Other Web Onsite Connector Behavior Restrictions

  • The Connector follows links only if they are on the same host.
  • Connectors spend a maximum of six minutes on a page during a single connector run.

Web Onsite Connector Destination

This section outlines the options that you can set for the destination that the connector indexes into. You can use these in the JSON object that you pass to the destination parameter in the Create Connector API.

Note: All the options are case sensitive.

Required Parameters

Parameter Type Description
action Enum The action to take when indexing documents. You can use the following options:
  • addtotextindex.
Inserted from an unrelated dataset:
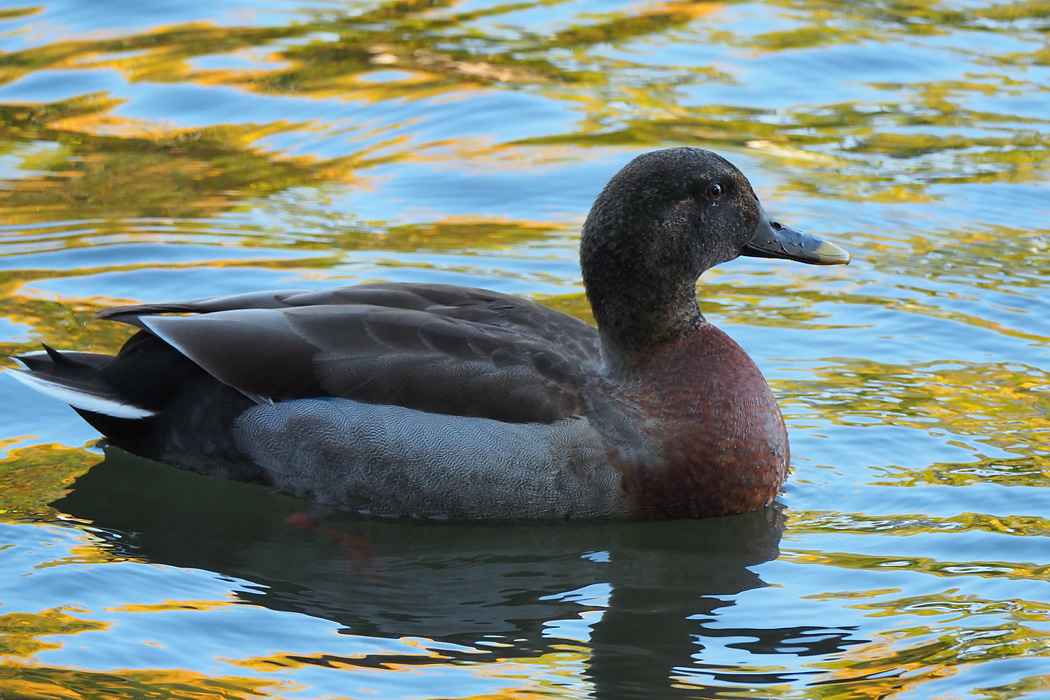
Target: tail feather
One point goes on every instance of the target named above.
(71, 377)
Add documents directly to a Haven OnDemand text index.

Parameters for Add to Text Index Action

The following parameters are required in the destination JSON object when action is set to addtotextindex

Parameter Type Description
index String The name of the text index that you want to index documents into. This index must already exist in Haven OnDemand (created by the Create Text Index API).

Example Destination

{
	"action": "addtotextindex",
	"index": "testindex"
}

Web Onsite Connector Schedule

This section outlines the options that you can set for the schedule that the connector runs on. You can use these in the JSON object that you pass to the schedule parameter in the Create Connector API.

Note: All the options are case sensitive.

Required Parameters

Parameter Type Description
frequency Object The frequency configuration that describes how often to run the connector.
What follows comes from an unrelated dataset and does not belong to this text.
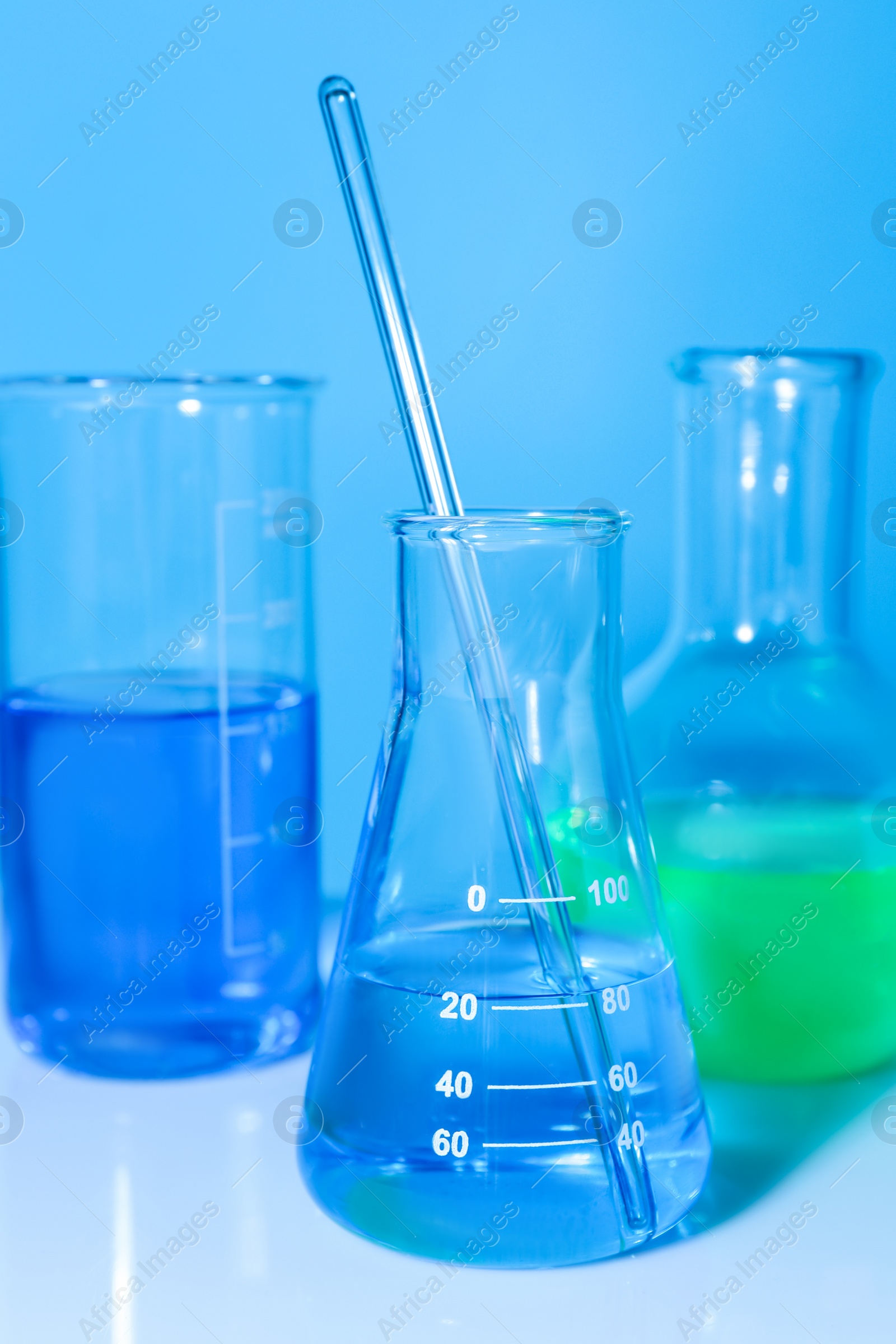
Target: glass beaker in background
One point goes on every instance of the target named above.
(763, 736)
(446, 1100)
(157, 724)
The frequency object must contain the following parameter:

Parameter Type Description
frequency_type Enum The type of frequency configuration to use. This setting affects the other parameters that you must set in the frequency object. You can use one of the following values:
  • seconds. The connector frequency is set in seconds. You must also specify the interval parameter.
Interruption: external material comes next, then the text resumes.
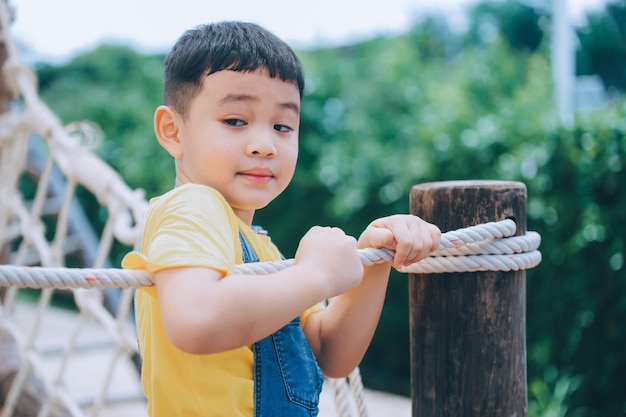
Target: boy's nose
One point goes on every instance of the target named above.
(262, 145)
When you have set the frequency_type parameter to seconds, you must also set the following parameters:

Parameter Type Description
interval Integer The number of seconds between each connector run. This interval measures from the start of one connector run to the start of the next. The maximum interval is 31536000.
Note: The exact interval that the connector uses might vary by up to 30 minutes, depending on load on the system and the scheduler.

Optional Parameters

Parameter Type Description
occurrences Integer The number of times to attempt to schedule a connector run. If you do not set occurrences, the number of runs is unlimited. The schedule stops either after this number of runs, or when it reaches the configured end_date, whichever occurs first.
start_date String The date to start scheduling the connector. For a list of available date formats, see Date Formats for Parameters. If you do not set a start_date, the connector runs after the first interval elapses.
end_date String The date to stop scheduling the connector. For a list of available date formats, see Date Formats for Parameters. The schedule stops either after this date, or when it has run the number of times configured in occurrences, whichever occurs first.

Example Configuration

{
	"occurrences": 5,
	"start_date": "1",
	"end_date": "29/06/2015 12:00:00 -0600",
	"frequency": {
		"frequency_type": "seconds",
		"interval": 21600
	}
}

Schedule Errors

If an attempt to run a connector fails, for example because an error occurred on the system, the Connector Status and Connector History APIs return an error status in the response for the schedule. In this case, Haven OnDemand attempts to retry the connctor schedule up to three times. When a schedule fails, Haven OnDemand attempts to retry it the next time it scans the connector schedules (every minute).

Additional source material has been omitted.